Frederick is a fun city and a marketing dream, with one event after another from spring to summer to fall, with little pause until the cold dark days of January and February. An inviting, vibrant and historic downtown area full of shops and restaurants beckons for miles around to those looking for something to do.
Add to that appeal the seemingly never-ending litany of planned events designed to attract even more people, and the area’s collective social calendar rarely has any blank dates. But a confluence of circumstances on a recent weekend may have raised the question in more than a few minds whether you can have too much of a good thing.
On the weekend of Sept. 8-9, “event fatigue” reached critical mass, with the city’s popular In The Street festival on Saturday attracting thousands and the apparently even more popular “Tough Mudder” endurance race at Crumland Farms off U.S. 15 just outside the city attracting thousands more.
That morning, thousands of clueless motorists, many of whom had never heard of Tough Mudder or who weren’t much interested in the block party, found themselves stuck in one of the worst local gridlocks in memory that lasted for hours.
Roads became parking lots on most of the major arteries in and around the city, especially on U.S. 15 as participants and fans of the Tough Mudder race tried to get to the event. Many gave up; others merely trying to run errands had to bail, while some motorists abandoned their vehicles on the side of the road. Others were literally held hostage in their homes by the slow-rolling backup.
It all went downhill from there, with a flurry of complaints, finger-pointing and, by day’s end, cancellation of Sunday’s second day of Tough Mudder. In between, even nature had something to say about the fiasco, sending a deluge Saturday afternoon that dampened the street celebration and turning Tough Mudder into an even greater obstacle course and its parking area into a quagmire.
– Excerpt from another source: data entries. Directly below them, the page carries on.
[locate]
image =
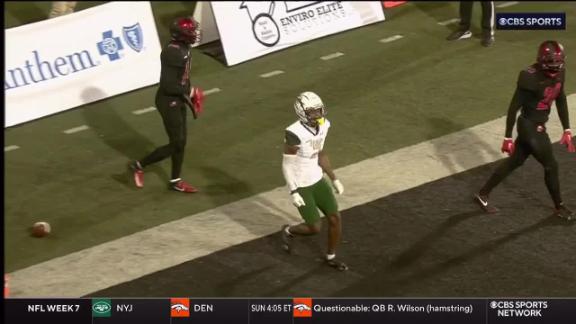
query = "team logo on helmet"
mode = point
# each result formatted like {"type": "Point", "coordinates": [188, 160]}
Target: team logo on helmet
{"type": "Point", "coordinates": [133, 36]}
{"type": "Point", "coordinates": [310, 109]}
{"type": "Point", "coordinates": [551, 57]}
{"type": "Point", "coordinates": [185, 30]}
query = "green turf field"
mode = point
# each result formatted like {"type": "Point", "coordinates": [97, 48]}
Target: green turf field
{"type": "Point", "coordinates": [380, 97]}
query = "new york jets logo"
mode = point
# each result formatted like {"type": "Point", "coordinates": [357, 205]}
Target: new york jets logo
{"type": "Point", "coordinates": [101, 307]}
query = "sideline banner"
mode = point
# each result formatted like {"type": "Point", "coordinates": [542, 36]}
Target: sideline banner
{"type": "Point", "coordinates": [204, 16]}
{"type": "Point", "coordinates": [65, 62]}
{"type": "Point", "coordinates": [249, 29]}
{"type": "Point", "coordinates": [392, 4]}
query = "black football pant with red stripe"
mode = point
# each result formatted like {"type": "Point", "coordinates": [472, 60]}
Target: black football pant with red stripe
{"type": "Point", "coordinates": [532, 140]}
{"type": "Point", "coordinates": [173, 112]}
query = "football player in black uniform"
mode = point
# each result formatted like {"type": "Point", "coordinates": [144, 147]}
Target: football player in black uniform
{"type": "Point", "coordinates": [538, 87]}
{"type": "Point", "coordinates": [173, 97]}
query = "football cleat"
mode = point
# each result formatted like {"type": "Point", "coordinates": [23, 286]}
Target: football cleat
{"type": "Point", "coordinates": [487, 40]}
{"type": "Point", "coordinates": [459, 34]}
{"type": "Point", "coordinates": [482, 201]}
{"type": "Point", "coordinates": [338, 265]}
{"type": "Point", "coordinates": [137, 174]}
{"type": "Point", "coordinates": [182, 186]}
{"type": "Point", "coordinates": [564, 213]}
{"type": "Point", "coordinates": [287, 239]}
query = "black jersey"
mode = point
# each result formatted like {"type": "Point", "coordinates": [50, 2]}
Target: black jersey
{"type": "Point", "coordinates": [175, 73]}
{"type": "Point", "coordinates": [535, 93]}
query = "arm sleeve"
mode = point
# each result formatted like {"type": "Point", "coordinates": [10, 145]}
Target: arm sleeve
{"type": "Point", "coordinates": [515, 105]}
{"type": "Point", "coordinates": [291, 139]}
{"type": "Point", "coordinates": [173, 65]}
{"type": "Point", "coordinates": [562, 107]}
{"type": "Point", "coordinates": [288, 165]}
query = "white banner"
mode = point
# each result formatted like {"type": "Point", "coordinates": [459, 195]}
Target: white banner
{"type": "Point", "coordinates": [69, 61]}
{"type": "Point", "coordinates": [204, 16]}
{"type": "Point", "coordinates": [250, 29]}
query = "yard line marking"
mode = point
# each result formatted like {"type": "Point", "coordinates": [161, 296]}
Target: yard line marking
{"type": "Point", "coordinates": [391, 38]}
{"type": "Point", "coordinates": [76, 129]}
{"type": "Point", "coordinates": [112, 263]}
{"type": "Point", "coordinates": [271, 74]}
{"type": "Point", "coordinates": [331, 56]}
{"type": "Point", "coordinates": [11, 148]}
{"type": "Point", "coordinates": [143, 111]}
{"type": "Point", "coordinates": [449, 21]}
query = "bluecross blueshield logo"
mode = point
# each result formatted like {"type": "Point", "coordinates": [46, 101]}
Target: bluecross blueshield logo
{"type": "Point", "coordinates": [110, 45]}
{"type": "Point", "coordinates": [133, 36]}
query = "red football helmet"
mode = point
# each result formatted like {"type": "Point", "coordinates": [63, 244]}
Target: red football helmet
{"type": "Point", "coordinates": [551, 57]}
{"type": "Point", "coordinates": [185, 30]}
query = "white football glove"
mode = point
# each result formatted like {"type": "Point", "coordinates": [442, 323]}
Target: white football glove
{"type": "Point", "coordinates": [338, 186]}
{"type": "Point", "coordinates": [297, 200]}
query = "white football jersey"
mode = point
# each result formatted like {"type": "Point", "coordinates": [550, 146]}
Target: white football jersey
{"type": "Point", "coordinates": [306, 170]}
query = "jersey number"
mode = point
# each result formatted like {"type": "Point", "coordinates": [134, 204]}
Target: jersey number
{"type": "Point", "coordinates": [550, 93]}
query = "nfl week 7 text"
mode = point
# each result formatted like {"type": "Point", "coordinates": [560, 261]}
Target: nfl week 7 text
{"type": "Point", "coordinates": [36, 308]}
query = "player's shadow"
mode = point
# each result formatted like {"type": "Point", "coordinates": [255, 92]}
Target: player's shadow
{"type": "Point", "coordinates": [419, 248]}
{"type": "Point", "coordinates": [105, 122]}
{"type": "Point", "coordinates": [465, 152]}
{"type": "Point", "coordinates": [394, 283]}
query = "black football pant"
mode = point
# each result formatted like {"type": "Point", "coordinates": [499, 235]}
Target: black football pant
{"type": "Point", "coordinates": [173, 112]}
{"type": "Point", "coordinates": [488, 16]}
{"type": "Point", "coordinates": [535, 142]}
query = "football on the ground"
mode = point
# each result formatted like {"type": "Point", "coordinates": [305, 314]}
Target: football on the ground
{"type": "Point", "coordinates": [40, 229]}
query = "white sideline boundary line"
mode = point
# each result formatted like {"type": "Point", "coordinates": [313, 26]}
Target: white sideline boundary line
{"type": "Point", "coordinates": [331, 56]}
{"type": "Point", "coordinates": [391, 39]}
{"type": "Point", "coordinates": [76, 129]}
{"type": "Point", "coordinates": [271, 74]}
{"type": "Point", "coordinates": [112, 263]}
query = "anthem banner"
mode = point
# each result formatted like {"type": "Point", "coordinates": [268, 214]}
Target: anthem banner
{"type": "Point", "coordinates": [65, 62]}
{"type": "Point", "coordinates": [249, 29]}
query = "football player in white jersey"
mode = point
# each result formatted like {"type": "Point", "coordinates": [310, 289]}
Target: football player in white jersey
{"type": "Point", "coordinates": [303, 165]}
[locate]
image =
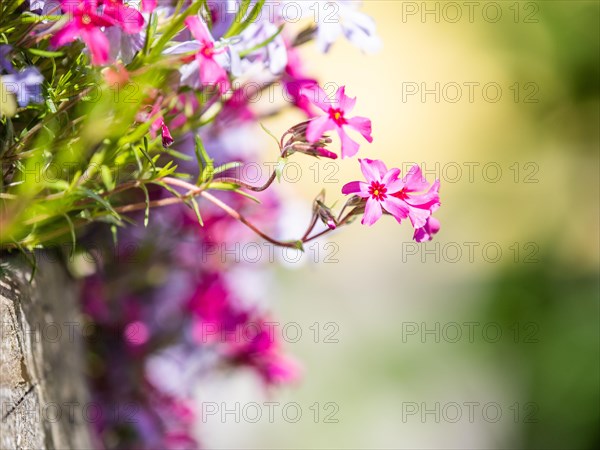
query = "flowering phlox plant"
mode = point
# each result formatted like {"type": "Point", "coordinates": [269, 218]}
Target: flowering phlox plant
{"type": "Point", "coordinates": [124, 126]}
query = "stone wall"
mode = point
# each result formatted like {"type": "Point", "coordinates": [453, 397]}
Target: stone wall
{"type": "Point", "coordinates": [43, 396]}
Meanwhile, city police, spread too thin between the two events, had more than they could handle. Maryland State Police had to help with traffic on U.S. 15, but deputies from the Frederick Sheriff’s Office were conspicuously absent from the fiasco, since Sheriff Chuck Jenkins had reportedly washed his hands of the mess in advance.
In the acrimonious aftermath after the cancellation of Sunday’s competition, angry Mudder fans wanted their money back, phones and Facebook lit up with complaints, harried police were glad no one died and mostly everyone was scratching their heads over why such a disharmonious convergence was allowed to happen in the first place.
A spokesman for Mayor Randy McClement said officials would take a look at closing “a gap” in the city’s permitting process that has little control over events being held on private property. A zoning permit was all Tough Mudder organizers had to have to put on their event, a fun obstacle course based on a British Army competition that also helps raise money for the worthy Wounded Warrior Project.
The permit only ensures adequate parking, first aid and emergency exits, and imposes no restrictions on traffic impact. The city is now trying to come up with an ordinance to address such special events on private property that spill over into the public domain. It’s a good idea, even if it is a day late and a dollar short.
It was a perfect storm of poor planning, with more than enough blame to go around. In hindsight, shuttle buses could have been used to get people to the event, and other parking venues could have been arranged.
Yet the general consensus seems to be that Tough Mudder should be given another chance next year if the organizers wish to return, as long as they come up with a better plan to put on the event, and that’s fine. Bringing people to the area is generally good for the economy, and keeps Frederick on the map, helping avoid the kind of downtown decay occurring up the road in Hagerstown.
But there also needs to be a stronger appreciation among planners that such events can affect the quality of life for residents. Some county residents who want to come downtown for a lunch or dinner and a little shopping, decide to stay home rather than deal with the hassle of so many competing events and finding a parking space. Even downtown residents can find themselves imprisoned by the multitude of happenings.
A quiet walk on a downtown street without the blare of a nearby band or the din of bumper-to-bumper traffic is an occasional relief devoutly wished by many.